The statistics hold, if they are indeed to be trusted, that men are four times more likely to commit suicide. Women, however, are more likely to have psychological problems. But I would theorize men are less likely to report their psychological problems out of fear of weakness, or either their mental illness goes undetected from having to keep up such a suffocating front, OR society simply doesn't recognize mental illness as much in the case of men because it may be more construed with a deficiency in character. I highly question the statistics.
It's no secret women are able to be more vulnerable, openly express their emotions moreso than men. Women typically receive more support too. Women typically have more support from both men and women alike. Women are also more likely to prioritize their needs more than a man, and of course men - the majority - will acquiesce because of silly, outmoded, chivalrous nonsense. Because of their competitive nature, men tend to turn on men or be less inclined to help. Sadly. Thankfully I've never directly experienced (not much anyway) more stereotyped versions of men like that of what I mention, but I've witnessed it so often elsewhere. Right now, if I were go to YouTube and look at the comments for male figures there's usually a disproportionately negative amount of comments versus the praiseful comments heaped upon female YouTubers. Because the misandry is so rampant on the likes of YouTube, it does indeed do a number on me, psychologically.
One gets the impression that women are more liked, period. But I'm not here to point that out. I'm here to highlight why men are quite conceivably in such treacherous waters psychologically speaking.
Is it any wonder, then, that most of school shooters are male? Extreme acts like this are born out of a crisis in masculinity. Where manhood is measured in strength, where there is no way to be vulnerable without being emasculated, where manliness is about having power over others. And there’s nowhere to turn but anger or types of bullying.

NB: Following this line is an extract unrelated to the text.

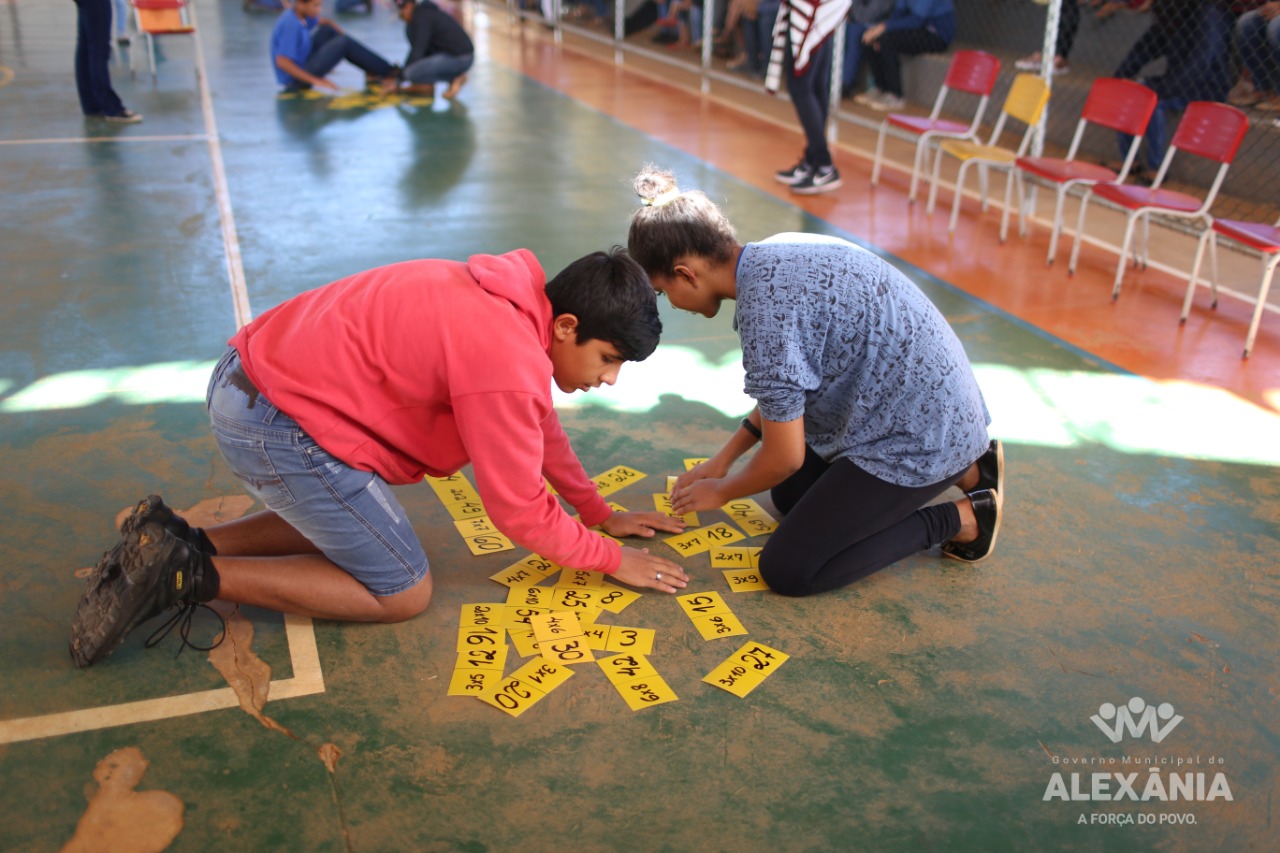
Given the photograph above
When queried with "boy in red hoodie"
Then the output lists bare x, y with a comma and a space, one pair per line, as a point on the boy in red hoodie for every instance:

Males need emotional support now more than ever. Being male you’re pretty much doomed to feel some form of deep resentment because you’ve got people shaming you at every which way for something. Ahh, the new and wonderful proliferation of the word 'creep' reigns supreme now. Though the wording here is extreme, men are constant victims of a kind of sexual trauma. Sexually traumatized and not actually abused in the traditional sense. You’re bombarded with degrading terms with the intent of emasculating: ‘pussy’, ‘*****’ etc. This is the common lexicon even among more adult types. You’re shamed if you express sexual desire. You’re shamed if you don’t. Men get attacked for their sexual predilection (or lack of) no matter what. Eventually.
Alright, so before the inevitable comments of 'you're seeing what you want to see. Confirmation bias, man.' etc. etc. realize that I'm not stating any of this as fact. I'm asserting, but not saying this is without a doubt...the truth. Ah, and for those who invariably want to go for the jugular by claiming this is some deep-seated Oedipal issue at play here, or due to being scorned or jilted by the opposite sex blah blah blah...I'll just state for the record, I've had tremendously positive relationships with women. So rule that out. Realize that questioning the well-being of males does not automatically render you a tyrant.
Does even a shred of this strike a chord with anyone? Is anyone else as deeply disturbed by all of this as me?
Am I intentionally trying to be divisive? Nope. By making this issue gendered as opposed to worrying about mental health for all, am I doing a disservice? I'd say no, because certain differences in genders obviously must be acknowledged, because they exist. It just so happens a gender, I believe, incurs more psychological grief that is being largely ignored..in many respects I'd say.